Hacker News new | ask | show | jobs
by anigbrowl 1245 days ago
How much of this is the language vs the vast amount of passably accurate domain knowledge? ChatGPT etc. seem magic because they can answer questions about virtually anything with a high degree of plausibility. It often gets specific facts wrong, but the general contours are correct. Many of us know a lot of trivia/specialist knowledge, but I don't think anyone is as broadly informed as ChatGPT appears to be. It's not clear where the language ends and the encyclopedic knowledge starts, but the latter must be taking up a very large amount of the space in the model.
2 comments

There have been attempts to separate fact knowledge from language knowledge - for example DeepMind RETRO that uses a search index of 1T tokens. RETRO manages to reach GPT-3 performance on some tasks with a 20x smaller model. I believe smaller model are more useful for extractive and classification tasks than creative text generation.
> How much of this is the language vs the vast amount of passably accurate domain knowledge?

LLMs don’t have domain knowledge, its all language.

That's what I meant by 'It's not clear where the language ends and the encyclopedic knowledge starts,' since the model (and perhaps our brains) make little distinction.

But the model seems to be storing an absolutely vast amount of information, beyond the the capability of any individual person to accumulate and recall. This is clearly not a prerequisite for language, even if the information is represented linguistically. Put another way, at age 20 I had read maybe 10-20% of what I've read since, but I was capable of reading comprehension and conversation even though my levels of knowledge and insight were much lower. By 'comprehension' I mean in the sense of being able to read a piece of text and answer questions about it or rewrite it, without necessarily having any priors about the topic; the kind of task we expect to be able to assign to a high school graduate.

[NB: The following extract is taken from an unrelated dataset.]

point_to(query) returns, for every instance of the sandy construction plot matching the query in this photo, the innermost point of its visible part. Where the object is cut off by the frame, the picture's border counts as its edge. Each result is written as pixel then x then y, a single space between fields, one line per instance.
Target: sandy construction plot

I'm wondering what the size of an 'ignorant' language model is, as a precursor to more curated/directed training. While the state of the art is very impressive, it's a bit like taking a feast for a thousand people and rendering it into a giant cube of spam. This strategy seems guaranteed to produce a succession of increasingly capable idiots savant but limits other avenues of exploration.

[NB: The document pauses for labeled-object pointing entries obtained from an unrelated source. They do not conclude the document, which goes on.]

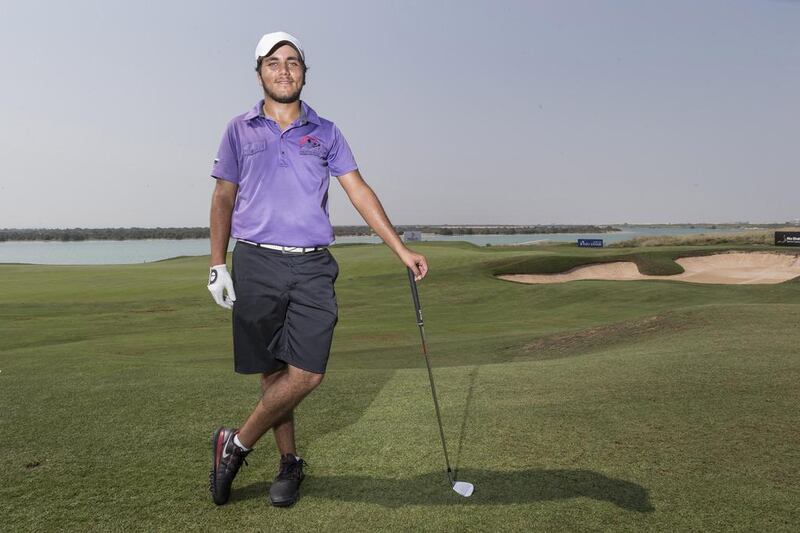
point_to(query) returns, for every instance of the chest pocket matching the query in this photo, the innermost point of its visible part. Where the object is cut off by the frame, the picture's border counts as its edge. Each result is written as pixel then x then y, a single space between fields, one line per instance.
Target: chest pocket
pixel 311 145
pixel 253 148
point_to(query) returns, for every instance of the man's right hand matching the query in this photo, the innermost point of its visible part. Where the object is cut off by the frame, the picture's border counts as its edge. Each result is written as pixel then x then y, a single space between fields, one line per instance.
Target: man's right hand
pixel 220 283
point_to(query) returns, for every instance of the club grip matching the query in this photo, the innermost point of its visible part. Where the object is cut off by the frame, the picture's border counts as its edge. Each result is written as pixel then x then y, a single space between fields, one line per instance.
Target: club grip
pixel 415 295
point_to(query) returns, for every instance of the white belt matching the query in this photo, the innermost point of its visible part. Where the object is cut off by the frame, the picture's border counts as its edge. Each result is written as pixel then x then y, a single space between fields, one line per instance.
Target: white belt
pixel 285 249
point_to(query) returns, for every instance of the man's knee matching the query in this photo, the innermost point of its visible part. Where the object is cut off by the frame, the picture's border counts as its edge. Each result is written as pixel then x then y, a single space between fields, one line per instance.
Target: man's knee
pixel 304 378
pixel 267 379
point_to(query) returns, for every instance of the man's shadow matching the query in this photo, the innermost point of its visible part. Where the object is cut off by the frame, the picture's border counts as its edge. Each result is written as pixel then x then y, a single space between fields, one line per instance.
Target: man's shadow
pixel 491 488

> at age 20 I had read maybe 10-20% of what I've read since, but I was capable of reading comprehension and conversation...

This is because human intelligence is not just language, but lot of indirect context, "software" inside spinal cord (and other non-cortex parts of brain), and even human body itself.

But as I know, current LLMs working in plain flat structures. At the moment, nobody tried to use even neocortex-like structures, not even considered artificial spinal cord.

All these looks like, to teach table lamp, or something similar smart.